Perhaps with the extra week of preparation, the Chargers can work out the kinks against a Jaguars defense reeling from allowing 156 yards and three touchdowns to the Lions’ combination of D’Andre Swift and Adrian Peterson.
La’Mical Perine, RB, Jets
Perine’s 27 yards on seven carries won’t warrant much attention, but there’s absolutely no reason the woeful Jets shouldn’t keep going to him. The rebuilding franchise gains nothing from trotting out ancient wonder Frank Gore.
“I know there were a couple of opportunities that Perine will probably go back and look at and wish he could have that play back,” coach Adam Gase told the New York Post. “We just gotta keep getting him more and more carries. Hopefully in the next game, we can get the carries the way we want them.”
Let’s hope Perine gets enough touches against the Bills to break a big one.
Darren Fells, TE, Texans
We hear enough about Jordan Akins being the better scoring threat and athlete, but Fells has been getting the job done with Akins sidelined with an ankle injury. Fells had 85 yards and a touchdown against the Titans.
The Packers, the Texans’ next opponent, just let (thought to be washed up) Rob Gronkowski have his get-right game.
Logan Thomas, TE, Washington Football Team
Thomas scored his first touchdown since Week 1 — and the Giants secondary isn’t the pushover the Cowboys have been. They’ve given up four touchdowns to tight ends so far.
If Kyle Allen is going to take full advantage of Dallas’ generosity, he’ll have to toss more than a handful of targets to someone other than Terry McLaurin.
Gus Edwards, RB, Ravens
You have to be somewhat ruthless in fantasy football. Being proactive helps, too. No one cheers for an injury, but if Mark Ingram’s bad ankle keeps him on the shelf past the bye week, it could help clear up that three-headed monster of a backfield for the Ravens (and not in the good way).
Edwards got the most carries Sunday and always has the best chance of getting a goal line touchdown. He’s a textbook flier option in deep leagues.
Brandon McManus, K, Broncos
The Patriots aren’t known for giving up major fantasy points to kickers. But how does 24 grab you? McManus rattled off six straight field goals (including two 50-yarders), thanks in part to a perfect combination of timely takeaways (interception, fumble) and the offense’s inability to fully capitalize on some great opportunities.
Next week’s matchup against the Chiefs might seem risky because the Broncos will have to keep up on the scoreboard, but how often have you seen an underdog division rival put up a fight on their home field? The Week 8 home game against the Chargers looks even better.

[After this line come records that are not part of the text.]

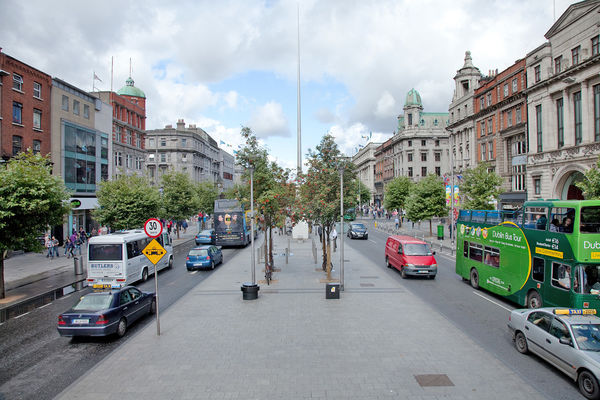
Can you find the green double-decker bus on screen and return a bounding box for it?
[456,200,600,313]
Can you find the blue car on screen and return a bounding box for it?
[196,229,215,244]
[185,246,223,271]
[57,286,156,337]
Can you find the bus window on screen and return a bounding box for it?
[552,262,571,290]
[532,257,545,282]
[579,206,600,233]
[524,207,548,230]
[469,243,483,262]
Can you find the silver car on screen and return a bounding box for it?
[508,308,600,399]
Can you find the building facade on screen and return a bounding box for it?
[526,0,600,199]
[473,59,527,209]
[0,48,52,161]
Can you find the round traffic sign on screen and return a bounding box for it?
[144,218,162,238]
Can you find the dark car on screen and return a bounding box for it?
[196,229,215,245]
[185,246,223,271]
[346,222,369,239]
[57,286,156,337]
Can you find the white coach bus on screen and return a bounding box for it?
[87,229,173,289]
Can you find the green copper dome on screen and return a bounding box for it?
[404,88,423,107]
[117,77,146,99]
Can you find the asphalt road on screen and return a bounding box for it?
[0,242,239,400]
[344,229,584,400]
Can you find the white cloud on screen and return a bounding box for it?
[248,101,290,139]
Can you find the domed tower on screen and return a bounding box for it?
[403,88,423,129]
[117,76,146,111]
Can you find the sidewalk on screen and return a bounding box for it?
[0,227,196,312]
[57,230,542,400]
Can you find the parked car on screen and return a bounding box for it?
[508,307,600,399]
[57,286,156,337]
[185,245,223,271]
[196,229,215,245]
[385,235,437,279]
[346,222,369,239]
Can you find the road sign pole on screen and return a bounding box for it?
[154,264,160,336]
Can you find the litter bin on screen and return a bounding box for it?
[438,225,444,240]
[325,283,340,299]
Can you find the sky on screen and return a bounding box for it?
[0,0,575,173]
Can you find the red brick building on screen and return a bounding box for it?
[0,48,52,160]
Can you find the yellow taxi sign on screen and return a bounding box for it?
[142,239,167,264]
[554,308,596,315]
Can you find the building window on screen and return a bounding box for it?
[33,109,42,129]
[554,56,562,74]
[573,92,581,145]
[533,178,542,195]
[571,46,581,65]
[13,74,23,92]
[13,136,23,156]
[33,82,42,99]
[594,85,600,142]
[556,98,565,148]
[535,105,544,153]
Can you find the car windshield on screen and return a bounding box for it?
[73,293,113,311]
[571,324,600,351]
[404,243,431,256]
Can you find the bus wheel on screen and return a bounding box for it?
[471,268,479,289]
[527,290,542,308]
[577,370,600,399]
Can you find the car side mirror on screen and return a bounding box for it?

Anthony Firkser, TE, Titans
When I say Firkser’s eight catches for 113 yards and one touchdown (25.3 fantasy points in PPR leagues) helped literally no one, I mean no one. He’s rostered in 0.1% of ESPN leagues.

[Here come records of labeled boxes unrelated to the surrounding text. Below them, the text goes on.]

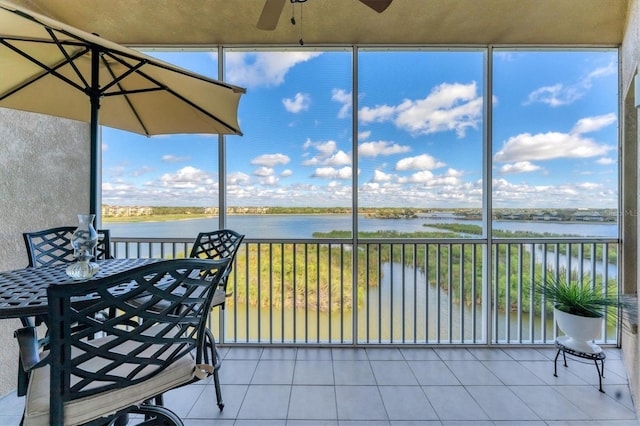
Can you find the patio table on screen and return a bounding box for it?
[0,259,161,319]
[0,259,161,396]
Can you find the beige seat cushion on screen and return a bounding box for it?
[24,337,195,426]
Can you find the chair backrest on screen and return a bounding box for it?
[22,226,111,267]
[189,229,244,288]
[47,259,229,424]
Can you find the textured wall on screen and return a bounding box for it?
[0,108,90,395]
[620,0,640,413]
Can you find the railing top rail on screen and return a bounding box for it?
[111,236,620,244]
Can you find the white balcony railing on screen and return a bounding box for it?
[112,238,618,345]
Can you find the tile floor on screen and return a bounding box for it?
[0,347,639,426]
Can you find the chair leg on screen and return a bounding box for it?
[205,329,224,411]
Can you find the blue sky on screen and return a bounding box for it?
[103,50,618,208]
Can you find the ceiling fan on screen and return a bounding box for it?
[257,0,393,31]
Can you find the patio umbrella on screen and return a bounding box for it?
[0,1,245,213]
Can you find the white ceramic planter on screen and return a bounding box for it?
[553,308,603,353]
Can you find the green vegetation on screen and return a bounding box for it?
[104,207,617,312]
[536,273,623,321]
[224,224,616,312]
[102,213,214,224]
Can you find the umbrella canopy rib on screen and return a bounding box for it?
[0,37,87,101]
[0,0,245,214]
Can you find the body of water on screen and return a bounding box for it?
[103,215,618,239]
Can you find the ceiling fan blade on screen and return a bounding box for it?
[257,0,285,31]
[360,0,392,13]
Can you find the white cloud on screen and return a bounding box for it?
[253,167,273,177]
[162,154,191,163]
[359,82,482,137]
[398,170,433,183]
[227,172,251,185]
[259,176,279,186]
[494,132,613,162]
[331,89,353,118]
[358,141,411,157]
[524,63,616,108]
[571,113,618,134]
[302,139,351,166]
[596,157,616,166]
[395,154,445,170]
[311,167,352,179]
[500,161,540,174]
[358,130,371,141]
[160,166,215,189]
[372,170,393,182]
[282,92,311,114]
[225,52,322,88]
[324,150,351,166]
[251,154,291,167]
[131,166,156,177]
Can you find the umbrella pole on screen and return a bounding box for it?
[89,46,101,218]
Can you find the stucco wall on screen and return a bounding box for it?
[620,0,640,413]
[0,107,90,395]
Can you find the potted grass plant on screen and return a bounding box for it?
[536,272,625,353]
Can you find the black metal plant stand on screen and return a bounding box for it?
[553,340,607,393]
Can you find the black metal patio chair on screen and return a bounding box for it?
[17,226,111,396]
[16,259,229,426]
[22,226,111,268]
[189,229,244,411]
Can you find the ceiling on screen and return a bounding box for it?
[10,0,629,46]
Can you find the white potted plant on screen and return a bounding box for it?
[536,273,625,353]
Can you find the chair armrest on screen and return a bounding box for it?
[13,327,40,371]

But he inherited Jonnu Smith’s work when Smith went down with an ankle injury. Obviously, keep tabs on Smith’s status, but if it helps ease your concerns about Firkser as a deep-league candidate, consider that Ryan Tannehill has kept the tight end position involved during his hot streak and the Steelers allowed just five catches for 52 yards on a horrendous day for the Browns.
The Titans-Steelers game has the makings of a shootout.
Dolphins defense/special teams
We’re just going to have face it: Miami’s defense isn’t the fantasy gift it used to be. At least it has transformed into a viable DST.
Would you believe it if I told you the Dolphins have posted double-digit fantasy points in three of the last four games? What about if I showed you a nifty stats chart?
The Dolphins are still available in about 55% of NFL.com leagues.